Waste to energy processes
Cranes play a crucial role in modern incineration plants, where tight environmental management guidelines are applied. It is important that material-handling systems continuously perform at maximum efficiency from the arrival of waste to separation to incineration.
Typically, there are two waste-handling cranes above the waste pit, one of which is a backup. The primary crane undertakes the main operating functions while the other is being serviced. The waste-handling crane stacks and mixes waste in a bunker and loads it into a feeding hopper.
The slag-handling crane loads slag into disposal trucks. A turbine hall crane can help manipulate steam turbines as required, and a SMARTON® crane, jib crane or another more conventional crane or hoist can help perform maintenance activities.
If cranes stop, the process is crippled, and production stops.
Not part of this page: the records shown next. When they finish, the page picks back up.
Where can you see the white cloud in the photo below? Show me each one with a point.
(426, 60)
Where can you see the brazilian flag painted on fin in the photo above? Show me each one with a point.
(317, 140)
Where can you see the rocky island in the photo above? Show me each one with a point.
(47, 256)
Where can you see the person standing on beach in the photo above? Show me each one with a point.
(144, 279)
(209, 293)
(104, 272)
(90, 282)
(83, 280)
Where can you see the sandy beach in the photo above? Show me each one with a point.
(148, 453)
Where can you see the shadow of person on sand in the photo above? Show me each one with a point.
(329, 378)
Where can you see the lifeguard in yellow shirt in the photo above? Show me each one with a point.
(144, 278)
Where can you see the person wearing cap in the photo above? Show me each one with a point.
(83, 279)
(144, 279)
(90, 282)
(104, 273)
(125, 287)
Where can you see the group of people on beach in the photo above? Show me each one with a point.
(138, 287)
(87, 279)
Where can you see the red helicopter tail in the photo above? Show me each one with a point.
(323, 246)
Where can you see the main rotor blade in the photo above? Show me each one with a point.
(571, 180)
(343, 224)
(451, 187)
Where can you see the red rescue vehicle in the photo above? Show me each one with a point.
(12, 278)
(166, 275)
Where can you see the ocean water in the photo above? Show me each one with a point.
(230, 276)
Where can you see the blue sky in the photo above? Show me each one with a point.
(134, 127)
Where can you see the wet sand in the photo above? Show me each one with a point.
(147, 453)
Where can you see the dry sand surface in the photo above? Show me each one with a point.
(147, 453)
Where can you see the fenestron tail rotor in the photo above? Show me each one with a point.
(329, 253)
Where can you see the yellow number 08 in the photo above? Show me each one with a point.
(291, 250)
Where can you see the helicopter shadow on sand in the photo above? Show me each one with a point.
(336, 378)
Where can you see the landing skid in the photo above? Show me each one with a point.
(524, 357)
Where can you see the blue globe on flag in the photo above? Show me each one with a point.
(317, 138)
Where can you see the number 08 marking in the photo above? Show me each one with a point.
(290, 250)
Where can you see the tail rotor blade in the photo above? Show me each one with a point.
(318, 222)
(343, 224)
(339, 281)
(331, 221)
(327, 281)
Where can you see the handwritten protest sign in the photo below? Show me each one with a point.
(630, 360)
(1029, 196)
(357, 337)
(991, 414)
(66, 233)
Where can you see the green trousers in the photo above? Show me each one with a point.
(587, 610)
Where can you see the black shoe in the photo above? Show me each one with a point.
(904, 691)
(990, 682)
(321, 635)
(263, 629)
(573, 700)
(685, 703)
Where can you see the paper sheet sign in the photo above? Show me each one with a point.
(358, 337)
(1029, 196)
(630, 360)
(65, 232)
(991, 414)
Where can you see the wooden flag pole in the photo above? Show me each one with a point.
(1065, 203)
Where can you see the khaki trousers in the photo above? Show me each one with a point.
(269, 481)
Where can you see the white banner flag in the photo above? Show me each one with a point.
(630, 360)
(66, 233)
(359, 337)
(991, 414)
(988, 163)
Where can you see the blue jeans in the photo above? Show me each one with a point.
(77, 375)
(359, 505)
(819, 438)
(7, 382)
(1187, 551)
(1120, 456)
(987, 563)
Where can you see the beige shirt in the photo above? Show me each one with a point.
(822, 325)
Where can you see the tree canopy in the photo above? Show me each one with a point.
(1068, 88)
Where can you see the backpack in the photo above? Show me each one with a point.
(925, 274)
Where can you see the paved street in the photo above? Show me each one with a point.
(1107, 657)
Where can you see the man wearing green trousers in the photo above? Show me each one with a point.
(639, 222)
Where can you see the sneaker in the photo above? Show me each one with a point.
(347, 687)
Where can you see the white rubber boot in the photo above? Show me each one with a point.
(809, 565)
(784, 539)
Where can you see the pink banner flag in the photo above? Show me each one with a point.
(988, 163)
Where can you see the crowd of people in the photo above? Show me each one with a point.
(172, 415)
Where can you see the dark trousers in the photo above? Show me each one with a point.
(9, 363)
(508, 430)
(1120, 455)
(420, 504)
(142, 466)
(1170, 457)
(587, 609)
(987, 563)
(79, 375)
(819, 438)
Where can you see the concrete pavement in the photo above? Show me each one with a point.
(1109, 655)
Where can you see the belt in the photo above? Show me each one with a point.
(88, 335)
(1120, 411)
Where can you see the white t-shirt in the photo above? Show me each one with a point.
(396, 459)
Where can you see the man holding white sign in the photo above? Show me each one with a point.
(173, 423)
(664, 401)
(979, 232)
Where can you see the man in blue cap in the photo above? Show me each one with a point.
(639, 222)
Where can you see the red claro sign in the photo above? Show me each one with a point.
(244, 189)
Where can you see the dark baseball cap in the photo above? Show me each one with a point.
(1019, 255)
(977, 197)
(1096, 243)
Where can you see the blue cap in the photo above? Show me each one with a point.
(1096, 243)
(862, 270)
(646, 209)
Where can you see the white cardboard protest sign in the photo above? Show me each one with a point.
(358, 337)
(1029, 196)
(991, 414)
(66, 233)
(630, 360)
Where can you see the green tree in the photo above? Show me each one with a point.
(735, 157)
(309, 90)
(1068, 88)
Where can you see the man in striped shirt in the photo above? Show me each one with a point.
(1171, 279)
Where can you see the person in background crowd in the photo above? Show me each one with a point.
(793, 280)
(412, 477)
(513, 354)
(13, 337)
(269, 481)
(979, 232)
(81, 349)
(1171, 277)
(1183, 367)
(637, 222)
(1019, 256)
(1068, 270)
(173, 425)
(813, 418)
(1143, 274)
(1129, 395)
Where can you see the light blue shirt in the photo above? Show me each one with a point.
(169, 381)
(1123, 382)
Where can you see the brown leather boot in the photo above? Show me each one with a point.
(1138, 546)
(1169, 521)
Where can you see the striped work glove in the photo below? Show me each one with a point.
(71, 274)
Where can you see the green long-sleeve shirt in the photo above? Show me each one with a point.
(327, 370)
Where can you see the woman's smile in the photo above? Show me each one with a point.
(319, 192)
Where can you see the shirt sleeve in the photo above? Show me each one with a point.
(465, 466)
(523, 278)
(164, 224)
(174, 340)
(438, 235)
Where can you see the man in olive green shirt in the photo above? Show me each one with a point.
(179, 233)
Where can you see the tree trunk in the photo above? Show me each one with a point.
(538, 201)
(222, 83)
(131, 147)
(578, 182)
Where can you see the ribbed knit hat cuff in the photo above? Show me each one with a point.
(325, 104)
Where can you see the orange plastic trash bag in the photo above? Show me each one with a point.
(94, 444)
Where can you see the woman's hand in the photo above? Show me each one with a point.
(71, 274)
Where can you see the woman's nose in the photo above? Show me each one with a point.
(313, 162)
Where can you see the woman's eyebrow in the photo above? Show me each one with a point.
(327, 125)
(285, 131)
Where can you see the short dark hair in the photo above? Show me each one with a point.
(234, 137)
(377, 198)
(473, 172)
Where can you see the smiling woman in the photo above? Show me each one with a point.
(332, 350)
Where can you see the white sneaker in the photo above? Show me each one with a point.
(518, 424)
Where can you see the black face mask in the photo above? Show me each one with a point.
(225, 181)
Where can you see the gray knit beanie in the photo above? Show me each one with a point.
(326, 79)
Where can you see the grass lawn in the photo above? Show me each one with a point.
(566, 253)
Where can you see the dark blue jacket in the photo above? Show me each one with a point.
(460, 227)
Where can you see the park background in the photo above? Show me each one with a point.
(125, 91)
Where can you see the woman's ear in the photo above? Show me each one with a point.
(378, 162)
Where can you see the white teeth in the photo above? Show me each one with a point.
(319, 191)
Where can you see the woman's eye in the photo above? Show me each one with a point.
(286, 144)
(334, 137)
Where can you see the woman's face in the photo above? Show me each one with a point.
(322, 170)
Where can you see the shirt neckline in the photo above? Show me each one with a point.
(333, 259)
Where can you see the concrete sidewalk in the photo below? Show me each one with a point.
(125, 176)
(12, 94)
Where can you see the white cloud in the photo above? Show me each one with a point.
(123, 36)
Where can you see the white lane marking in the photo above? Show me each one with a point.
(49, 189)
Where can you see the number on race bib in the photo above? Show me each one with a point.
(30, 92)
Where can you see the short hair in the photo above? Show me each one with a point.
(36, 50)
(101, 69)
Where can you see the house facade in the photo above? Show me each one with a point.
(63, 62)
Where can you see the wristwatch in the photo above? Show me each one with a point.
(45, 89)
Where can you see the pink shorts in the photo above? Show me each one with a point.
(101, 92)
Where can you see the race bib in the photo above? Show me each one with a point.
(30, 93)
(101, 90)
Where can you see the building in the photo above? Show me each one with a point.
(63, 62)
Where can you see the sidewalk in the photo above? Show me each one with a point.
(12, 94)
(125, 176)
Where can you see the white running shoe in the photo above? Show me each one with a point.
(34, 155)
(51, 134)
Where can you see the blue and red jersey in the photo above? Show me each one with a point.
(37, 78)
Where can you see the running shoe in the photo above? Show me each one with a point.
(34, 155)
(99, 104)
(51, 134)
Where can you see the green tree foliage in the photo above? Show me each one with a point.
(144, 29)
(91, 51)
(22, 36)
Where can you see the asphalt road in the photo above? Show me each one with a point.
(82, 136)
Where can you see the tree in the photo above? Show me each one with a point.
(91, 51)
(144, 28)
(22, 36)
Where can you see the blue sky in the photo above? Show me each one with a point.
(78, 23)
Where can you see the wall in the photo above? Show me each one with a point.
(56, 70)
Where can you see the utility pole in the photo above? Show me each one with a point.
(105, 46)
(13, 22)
The key factors when specifying waste-to energy lifting needs are the total burning capacity of a facility’s incinerators, the layout of handling areas, the type of waste being processed and total waste receiving and processing time.
Biomass processes
In biomass energy plants, biomass-handling cranes automatically start the working cycle to transfer the material from the reception pocket to the adjacent storage. Likewise, the crane automatically starts the working cycle to fill the hopper from the storage after the reception of the command “fill the hopper” from the sensor of the hopper.
Normally, only one unmanned, fully automated crane runs above biomass storage, moving the fuel from the reception area to storage, continuously feeding the combustion line. When there is only one crane feeding this process, maximum reliability is a top priority.